House Speaker John Boehner (R-OH) has announced the new House committee leaders: a full slate of white men. While many of these Congressmen are holding on positions they’ve already got, there are a few new faces sitting in the Chairperson’s seat. What follows is ThinkProgress’ guide to the views of five of the new committee chairs on the issues they’ll be in charge of, which range from climate change to immigration to financial regulation:
Lamar Smith (Texas) — Science, Space and Technology
Like his predecessor, Rep. Smith is a climate change skeptic. Smith refers to supporters of the scientific consensus as “global warming alarmists” and has criticized the media for not giving equal time to warming skeptics. His official website does say warming is occurring, but does not, as the consensus does, cite human activity as the cause. Unsurprisingly, Smith received significant donations from both Koch industries and the oil and gas sector in his most recent campaign. The new House point man on technology is also the author of the terrible Stop Online Privacy Act (SOPA) and opposes potentially life-saving embryonic stem cell research.
Jeb Hensarling (Texas) — Financial Services
Rep. Hensarling will be the point Republican on anything relating to the financial sector, but his candidacy was underwritten by Wall Street: banks donated more than seven times as much as the next largest industry to Hensarling’s reelection campaign. Perhaps unsurprisingly, Hensarling wants to take down the Dodd-Frank regulations and thinks taxing the financial industry is “frankly ludicrous.” Hensarling has also called Social Security, Medicare, and Medicaid “cruel Ponzi schemes.”
Ed Royce (California) — Foreign Affairs
Rep. Royce has a questionable history with respect to people from diverse cultures and backgrounds: last year, he told an anti-Muslim rally that multiculturalism “has paralyzed too many of our citizens to make the critical judgement we need to make to prosper as a society.” He also appears on lead Islamophobic propagandist Frank Gaffney’s radio show, proposed a national version of Arizona’s “papers, please” immigration law, and allegedly sent mailers accusing his Taiwanese-American opponent in the 2012 election of being funded by Chinese Communists.
Michael McCaul (Texas) — Homeland Security
Rep. McCaul, Congress’ richest member, seems primed to carry on his predecessor Peter King’s hardline legacy. McCaul enthusiastically endorsed King’s hearings on Islamic terrorism that, according to the Southern Poverty Law Center, “demonized” Muslims. He’s also a drug warrior who proposed legislation designating Mexican cartels “foreign terrorist organizations,” a move that infuriated the Mexican government and would have given the DEA access to enhanced counterterrorism powers. McCaul has also celebrated Arizona’s discriminatory “show me your papers” immigration law and compared President Obama to King George III.
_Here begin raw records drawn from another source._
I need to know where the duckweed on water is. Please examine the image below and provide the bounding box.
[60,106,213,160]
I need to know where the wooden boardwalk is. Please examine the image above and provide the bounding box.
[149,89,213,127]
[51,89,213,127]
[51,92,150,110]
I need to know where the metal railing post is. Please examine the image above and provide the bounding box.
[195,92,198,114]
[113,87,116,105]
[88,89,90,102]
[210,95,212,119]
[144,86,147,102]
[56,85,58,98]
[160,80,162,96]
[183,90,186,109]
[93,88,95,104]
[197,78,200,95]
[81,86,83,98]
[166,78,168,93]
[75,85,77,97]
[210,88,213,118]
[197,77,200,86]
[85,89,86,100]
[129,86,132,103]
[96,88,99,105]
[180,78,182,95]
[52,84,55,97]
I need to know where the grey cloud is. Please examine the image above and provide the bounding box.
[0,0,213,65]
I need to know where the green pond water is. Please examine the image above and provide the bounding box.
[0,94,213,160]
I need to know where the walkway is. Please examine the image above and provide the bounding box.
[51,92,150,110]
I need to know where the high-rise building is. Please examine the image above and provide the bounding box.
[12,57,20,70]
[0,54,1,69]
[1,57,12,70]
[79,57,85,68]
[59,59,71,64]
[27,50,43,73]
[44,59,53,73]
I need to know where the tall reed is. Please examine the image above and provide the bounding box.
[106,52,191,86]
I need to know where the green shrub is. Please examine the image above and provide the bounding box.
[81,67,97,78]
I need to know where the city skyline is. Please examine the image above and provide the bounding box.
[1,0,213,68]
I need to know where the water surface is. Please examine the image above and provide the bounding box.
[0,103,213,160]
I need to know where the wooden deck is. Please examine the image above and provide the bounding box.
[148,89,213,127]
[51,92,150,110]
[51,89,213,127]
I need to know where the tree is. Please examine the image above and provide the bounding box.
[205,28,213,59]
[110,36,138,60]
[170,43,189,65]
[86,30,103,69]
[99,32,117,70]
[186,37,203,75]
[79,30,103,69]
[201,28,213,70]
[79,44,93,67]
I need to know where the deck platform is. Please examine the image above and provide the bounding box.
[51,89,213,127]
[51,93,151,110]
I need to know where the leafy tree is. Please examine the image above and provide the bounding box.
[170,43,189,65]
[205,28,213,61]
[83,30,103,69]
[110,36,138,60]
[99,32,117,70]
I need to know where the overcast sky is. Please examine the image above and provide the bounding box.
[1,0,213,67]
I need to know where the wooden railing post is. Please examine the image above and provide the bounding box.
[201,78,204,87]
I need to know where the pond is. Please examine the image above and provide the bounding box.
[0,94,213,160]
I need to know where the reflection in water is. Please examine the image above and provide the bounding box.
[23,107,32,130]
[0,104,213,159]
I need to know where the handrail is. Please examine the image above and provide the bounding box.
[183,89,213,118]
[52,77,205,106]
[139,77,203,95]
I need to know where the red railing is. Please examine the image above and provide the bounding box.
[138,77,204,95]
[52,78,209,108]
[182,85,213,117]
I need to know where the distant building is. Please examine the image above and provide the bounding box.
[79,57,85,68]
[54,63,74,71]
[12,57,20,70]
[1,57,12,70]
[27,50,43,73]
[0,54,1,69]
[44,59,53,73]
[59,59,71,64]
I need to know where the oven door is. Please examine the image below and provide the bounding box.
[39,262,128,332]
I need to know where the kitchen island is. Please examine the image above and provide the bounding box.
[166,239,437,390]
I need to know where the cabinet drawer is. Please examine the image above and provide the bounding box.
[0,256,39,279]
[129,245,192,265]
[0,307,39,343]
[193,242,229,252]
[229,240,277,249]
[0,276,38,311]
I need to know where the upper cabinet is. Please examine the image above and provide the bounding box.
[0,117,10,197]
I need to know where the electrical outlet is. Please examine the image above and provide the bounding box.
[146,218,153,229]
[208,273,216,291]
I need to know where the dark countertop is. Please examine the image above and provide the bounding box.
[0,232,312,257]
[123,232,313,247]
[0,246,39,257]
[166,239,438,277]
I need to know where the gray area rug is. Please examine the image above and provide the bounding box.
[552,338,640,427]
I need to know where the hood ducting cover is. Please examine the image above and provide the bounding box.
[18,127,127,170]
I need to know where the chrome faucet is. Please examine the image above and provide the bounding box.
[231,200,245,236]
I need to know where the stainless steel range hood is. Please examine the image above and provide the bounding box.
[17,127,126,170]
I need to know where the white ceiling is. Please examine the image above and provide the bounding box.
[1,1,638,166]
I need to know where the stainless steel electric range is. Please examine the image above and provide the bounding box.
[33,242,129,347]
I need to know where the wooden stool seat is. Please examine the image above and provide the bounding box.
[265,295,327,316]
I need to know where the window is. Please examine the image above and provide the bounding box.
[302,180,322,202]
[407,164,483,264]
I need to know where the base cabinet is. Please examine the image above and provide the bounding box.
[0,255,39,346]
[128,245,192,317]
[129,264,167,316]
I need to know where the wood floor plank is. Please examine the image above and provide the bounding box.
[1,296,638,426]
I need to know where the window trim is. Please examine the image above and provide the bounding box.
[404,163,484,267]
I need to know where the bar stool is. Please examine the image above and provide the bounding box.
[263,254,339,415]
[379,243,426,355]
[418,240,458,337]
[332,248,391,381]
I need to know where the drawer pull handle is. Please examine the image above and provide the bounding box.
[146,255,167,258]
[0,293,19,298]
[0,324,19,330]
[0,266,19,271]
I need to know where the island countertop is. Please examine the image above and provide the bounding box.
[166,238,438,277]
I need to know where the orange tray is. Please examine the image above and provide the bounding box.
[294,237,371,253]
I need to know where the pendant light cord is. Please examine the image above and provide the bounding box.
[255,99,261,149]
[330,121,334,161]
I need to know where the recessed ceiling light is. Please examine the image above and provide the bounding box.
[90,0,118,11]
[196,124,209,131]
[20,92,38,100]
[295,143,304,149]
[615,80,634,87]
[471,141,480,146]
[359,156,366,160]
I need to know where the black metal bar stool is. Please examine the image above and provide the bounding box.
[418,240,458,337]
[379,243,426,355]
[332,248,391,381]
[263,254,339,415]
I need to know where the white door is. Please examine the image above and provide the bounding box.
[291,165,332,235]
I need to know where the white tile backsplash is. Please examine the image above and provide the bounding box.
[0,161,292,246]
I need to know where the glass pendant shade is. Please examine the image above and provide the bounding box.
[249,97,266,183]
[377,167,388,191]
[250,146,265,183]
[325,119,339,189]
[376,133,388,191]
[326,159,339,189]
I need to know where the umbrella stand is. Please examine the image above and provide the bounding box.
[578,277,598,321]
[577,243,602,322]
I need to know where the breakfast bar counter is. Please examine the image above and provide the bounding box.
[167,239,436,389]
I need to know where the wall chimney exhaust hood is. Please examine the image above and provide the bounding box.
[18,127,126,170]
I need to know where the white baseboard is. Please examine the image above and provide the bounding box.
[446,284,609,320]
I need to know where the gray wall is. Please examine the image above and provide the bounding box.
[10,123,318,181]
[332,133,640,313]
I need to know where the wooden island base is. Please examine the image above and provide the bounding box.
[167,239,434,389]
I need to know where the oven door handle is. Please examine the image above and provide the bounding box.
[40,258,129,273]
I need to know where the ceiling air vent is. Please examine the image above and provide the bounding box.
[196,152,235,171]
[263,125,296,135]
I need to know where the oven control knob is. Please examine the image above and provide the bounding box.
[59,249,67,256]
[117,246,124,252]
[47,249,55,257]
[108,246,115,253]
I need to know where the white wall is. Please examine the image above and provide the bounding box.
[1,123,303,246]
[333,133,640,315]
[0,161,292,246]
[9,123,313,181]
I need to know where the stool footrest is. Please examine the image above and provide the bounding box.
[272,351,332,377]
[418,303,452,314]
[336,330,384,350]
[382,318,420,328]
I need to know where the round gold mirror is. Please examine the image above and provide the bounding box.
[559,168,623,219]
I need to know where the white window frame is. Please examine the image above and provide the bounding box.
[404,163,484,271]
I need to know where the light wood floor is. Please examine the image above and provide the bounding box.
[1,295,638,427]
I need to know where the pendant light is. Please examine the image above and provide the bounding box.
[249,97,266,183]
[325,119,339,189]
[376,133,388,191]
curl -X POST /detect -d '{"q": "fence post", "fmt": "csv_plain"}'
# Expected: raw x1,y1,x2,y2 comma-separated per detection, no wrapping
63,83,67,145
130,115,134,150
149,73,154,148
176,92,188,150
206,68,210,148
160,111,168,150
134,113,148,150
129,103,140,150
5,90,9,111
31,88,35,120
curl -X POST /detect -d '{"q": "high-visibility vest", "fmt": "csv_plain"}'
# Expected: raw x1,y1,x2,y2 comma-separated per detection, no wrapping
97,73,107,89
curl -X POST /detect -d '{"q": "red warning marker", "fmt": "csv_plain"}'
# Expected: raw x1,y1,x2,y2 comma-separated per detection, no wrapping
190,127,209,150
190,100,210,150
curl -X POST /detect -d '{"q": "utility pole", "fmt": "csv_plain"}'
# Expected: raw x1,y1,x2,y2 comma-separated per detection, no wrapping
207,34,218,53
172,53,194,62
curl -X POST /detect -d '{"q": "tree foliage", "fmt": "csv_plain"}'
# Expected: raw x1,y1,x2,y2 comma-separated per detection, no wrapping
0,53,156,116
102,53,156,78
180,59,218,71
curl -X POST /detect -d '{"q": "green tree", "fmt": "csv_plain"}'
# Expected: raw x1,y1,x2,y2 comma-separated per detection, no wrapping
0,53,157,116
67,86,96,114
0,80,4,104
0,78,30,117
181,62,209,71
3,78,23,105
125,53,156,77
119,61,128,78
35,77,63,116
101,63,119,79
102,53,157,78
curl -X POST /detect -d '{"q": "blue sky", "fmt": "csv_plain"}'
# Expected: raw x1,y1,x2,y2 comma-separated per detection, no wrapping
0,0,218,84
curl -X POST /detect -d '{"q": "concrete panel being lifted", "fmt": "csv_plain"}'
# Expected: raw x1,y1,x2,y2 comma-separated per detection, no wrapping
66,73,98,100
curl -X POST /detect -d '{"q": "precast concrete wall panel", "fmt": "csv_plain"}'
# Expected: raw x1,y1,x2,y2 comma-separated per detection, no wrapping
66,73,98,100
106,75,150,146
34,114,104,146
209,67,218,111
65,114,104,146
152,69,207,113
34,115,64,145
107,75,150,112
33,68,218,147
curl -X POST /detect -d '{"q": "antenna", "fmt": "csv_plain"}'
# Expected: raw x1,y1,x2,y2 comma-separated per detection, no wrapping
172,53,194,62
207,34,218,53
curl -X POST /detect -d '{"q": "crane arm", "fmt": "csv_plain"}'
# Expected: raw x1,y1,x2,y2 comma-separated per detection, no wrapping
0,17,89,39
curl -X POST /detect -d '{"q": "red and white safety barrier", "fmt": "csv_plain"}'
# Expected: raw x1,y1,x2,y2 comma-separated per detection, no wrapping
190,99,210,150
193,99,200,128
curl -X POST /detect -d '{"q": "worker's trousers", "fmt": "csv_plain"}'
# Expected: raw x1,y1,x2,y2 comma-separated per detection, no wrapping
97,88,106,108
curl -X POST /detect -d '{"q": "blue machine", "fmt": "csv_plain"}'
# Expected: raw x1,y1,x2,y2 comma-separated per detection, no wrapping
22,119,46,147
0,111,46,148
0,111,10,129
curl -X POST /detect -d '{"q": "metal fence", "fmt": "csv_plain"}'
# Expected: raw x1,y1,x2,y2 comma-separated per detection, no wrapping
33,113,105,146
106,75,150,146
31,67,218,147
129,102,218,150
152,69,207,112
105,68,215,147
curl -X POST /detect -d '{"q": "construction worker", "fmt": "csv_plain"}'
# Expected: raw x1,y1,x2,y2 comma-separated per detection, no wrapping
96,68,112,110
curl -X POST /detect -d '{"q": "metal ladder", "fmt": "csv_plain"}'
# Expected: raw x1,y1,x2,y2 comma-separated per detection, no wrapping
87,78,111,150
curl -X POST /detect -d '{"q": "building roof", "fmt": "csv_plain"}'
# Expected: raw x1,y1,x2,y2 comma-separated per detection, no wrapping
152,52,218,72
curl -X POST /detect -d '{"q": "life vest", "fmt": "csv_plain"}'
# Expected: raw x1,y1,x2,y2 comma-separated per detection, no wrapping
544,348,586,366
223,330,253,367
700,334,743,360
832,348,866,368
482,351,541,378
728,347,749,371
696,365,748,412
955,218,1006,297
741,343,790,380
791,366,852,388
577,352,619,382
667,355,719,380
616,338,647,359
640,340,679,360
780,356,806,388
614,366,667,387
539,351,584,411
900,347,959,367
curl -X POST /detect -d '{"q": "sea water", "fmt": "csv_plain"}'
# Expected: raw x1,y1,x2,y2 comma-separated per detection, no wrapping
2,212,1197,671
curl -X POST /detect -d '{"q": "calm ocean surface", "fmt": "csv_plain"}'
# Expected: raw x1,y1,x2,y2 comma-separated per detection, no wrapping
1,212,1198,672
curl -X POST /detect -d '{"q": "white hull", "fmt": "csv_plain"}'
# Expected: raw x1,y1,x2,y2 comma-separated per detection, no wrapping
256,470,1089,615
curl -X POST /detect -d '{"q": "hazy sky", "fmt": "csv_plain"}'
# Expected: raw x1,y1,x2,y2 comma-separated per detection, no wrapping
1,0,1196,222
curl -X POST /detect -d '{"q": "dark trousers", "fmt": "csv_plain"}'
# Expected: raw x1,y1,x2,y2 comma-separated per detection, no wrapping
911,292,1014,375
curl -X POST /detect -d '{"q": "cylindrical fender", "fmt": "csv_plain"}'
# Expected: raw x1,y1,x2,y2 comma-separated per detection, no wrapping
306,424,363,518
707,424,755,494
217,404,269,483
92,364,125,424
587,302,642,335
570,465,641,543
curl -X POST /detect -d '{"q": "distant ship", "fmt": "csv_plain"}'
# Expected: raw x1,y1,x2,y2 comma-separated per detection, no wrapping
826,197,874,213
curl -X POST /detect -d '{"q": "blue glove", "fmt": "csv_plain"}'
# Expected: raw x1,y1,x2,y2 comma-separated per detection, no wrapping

Bob Goodlatte (Virginia) — Judiciary
Rep. Goodlatte, like Rep. Royce, is staunchly anti-immigrant, opposing a pathway to citizenship and calling the DREAM act “ripe for fraud.” The Judiciary Committee has principal jurisdiction on immigration. Moreover, Goodlatte holds fringe views on the Constitution: he believes that Social Security and Medicare are unconstitutional, and that the federal minimum wage may be.